Even though he just graduated high school, he has already helped about 200 child laborers start learning to read and write.

“CEAP is a literacy program developed to help kids who are working during the daytime and who wouldn’t receive an education if they didn’t have a program such as CEAP,”

Valiani and his CEAP team founded a school in Karachi, Pakistan in 2014.

Valiani said volunteers charge middle income students a small fee to take various forms art classes.

Students learn visual arts, music, and theatre.

With those funds, CEAP can afford materials, snacks, and space so child laborers can learn for free.

Students learning to read through CEAP work through workbooks in both English and Urdu.

This is just the start for Valiani and his teammates.

He said over the next two years, he plans to grow the program to teach internally displaced children.

That means children who are forced to move within the country due to conflict.

He said CEAP also hopes to educate children who are incarcerated.

He said that in Pakistan, many children go to jail when their mothers get arrested.

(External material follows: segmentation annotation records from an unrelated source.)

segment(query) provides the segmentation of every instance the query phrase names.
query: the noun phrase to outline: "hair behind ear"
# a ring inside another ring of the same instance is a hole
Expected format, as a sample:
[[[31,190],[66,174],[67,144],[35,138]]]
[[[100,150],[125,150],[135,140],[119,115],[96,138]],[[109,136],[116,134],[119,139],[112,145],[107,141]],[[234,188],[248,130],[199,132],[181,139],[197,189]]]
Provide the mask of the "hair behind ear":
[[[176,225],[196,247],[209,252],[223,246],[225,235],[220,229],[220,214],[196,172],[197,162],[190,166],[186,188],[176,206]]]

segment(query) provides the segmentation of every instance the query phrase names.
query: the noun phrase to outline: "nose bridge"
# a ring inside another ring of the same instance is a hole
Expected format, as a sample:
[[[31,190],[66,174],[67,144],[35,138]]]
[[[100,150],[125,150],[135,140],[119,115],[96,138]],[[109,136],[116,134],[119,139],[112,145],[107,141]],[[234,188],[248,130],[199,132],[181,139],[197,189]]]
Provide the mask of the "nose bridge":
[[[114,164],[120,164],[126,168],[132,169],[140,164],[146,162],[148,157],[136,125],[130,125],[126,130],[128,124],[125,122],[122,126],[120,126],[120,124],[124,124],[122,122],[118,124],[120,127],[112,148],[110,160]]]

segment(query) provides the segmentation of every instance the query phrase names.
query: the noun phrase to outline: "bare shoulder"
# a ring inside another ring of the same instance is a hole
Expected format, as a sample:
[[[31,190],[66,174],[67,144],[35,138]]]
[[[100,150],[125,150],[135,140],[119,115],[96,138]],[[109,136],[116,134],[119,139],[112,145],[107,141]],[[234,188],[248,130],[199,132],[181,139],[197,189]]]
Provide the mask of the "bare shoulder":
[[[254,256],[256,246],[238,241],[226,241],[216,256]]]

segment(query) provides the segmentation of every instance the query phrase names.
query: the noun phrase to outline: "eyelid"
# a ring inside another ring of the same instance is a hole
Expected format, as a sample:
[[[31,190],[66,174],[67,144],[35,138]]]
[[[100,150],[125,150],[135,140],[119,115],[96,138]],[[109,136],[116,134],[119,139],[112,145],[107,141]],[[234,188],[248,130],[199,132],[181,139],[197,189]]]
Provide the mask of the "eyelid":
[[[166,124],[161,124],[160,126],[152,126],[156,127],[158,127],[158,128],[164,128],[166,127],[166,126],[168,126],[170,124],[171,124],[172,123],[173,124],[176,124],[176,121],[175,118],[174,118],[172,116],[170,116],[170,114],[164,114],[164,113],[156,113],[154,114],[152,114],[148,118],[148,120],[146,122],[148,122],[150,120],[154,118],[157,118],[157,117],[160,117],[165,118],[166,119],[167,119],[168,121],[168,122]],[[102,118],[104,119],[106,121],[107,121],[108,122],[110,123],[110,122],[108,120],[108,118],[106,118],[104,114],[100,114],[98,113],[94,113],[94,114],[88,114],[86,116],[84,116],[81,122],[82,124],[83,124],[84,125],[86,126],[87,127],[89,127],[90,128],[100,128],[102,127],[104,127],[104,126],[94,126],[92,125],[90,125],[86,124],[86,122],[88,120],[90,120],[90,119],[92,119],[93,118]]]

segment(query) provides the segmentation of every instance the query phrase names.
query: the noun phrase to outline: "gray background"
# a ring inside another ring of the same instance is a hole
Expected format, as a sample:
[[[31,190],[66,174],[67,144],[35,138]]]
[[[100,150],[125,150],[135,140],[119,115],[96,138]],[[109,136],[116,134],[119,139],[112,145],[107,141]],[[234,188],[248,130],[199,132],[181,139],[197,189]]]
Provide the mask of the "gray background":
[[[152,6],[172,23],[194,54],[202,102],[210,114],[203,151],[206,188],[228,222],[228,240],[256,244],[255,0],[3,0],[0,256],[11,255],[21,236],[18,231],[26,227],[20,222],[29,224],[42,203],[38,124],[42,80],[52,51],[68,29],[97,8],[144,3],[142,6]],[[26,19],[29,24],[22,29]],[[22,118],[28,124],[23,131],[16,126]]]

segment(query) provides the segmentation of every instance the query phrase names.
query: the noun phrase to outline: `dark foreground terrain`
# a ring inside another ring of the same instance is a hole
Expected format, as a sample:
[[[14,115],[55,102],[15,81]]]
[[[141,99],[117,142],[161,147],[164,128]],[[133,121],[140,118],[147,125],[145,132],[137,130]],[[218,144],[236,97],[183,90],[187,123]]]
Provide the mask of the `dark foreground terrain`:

“They are kept in the jail with the mothers, and because of this, they don’t get an education if they do at all,” Valiani explained.

Valiani plans to attend the University of Pennsylvania in the fall but will also continue his CEAP efforts.

He said he feels compelled to help underprivileged children, because of the great life his parents built for him.

“If they took one misstep, I wouldn’t be where I am today. I’d be that slum boy that my father once was,” he said.

Valiani hopes to visit Pakistan again within the next year.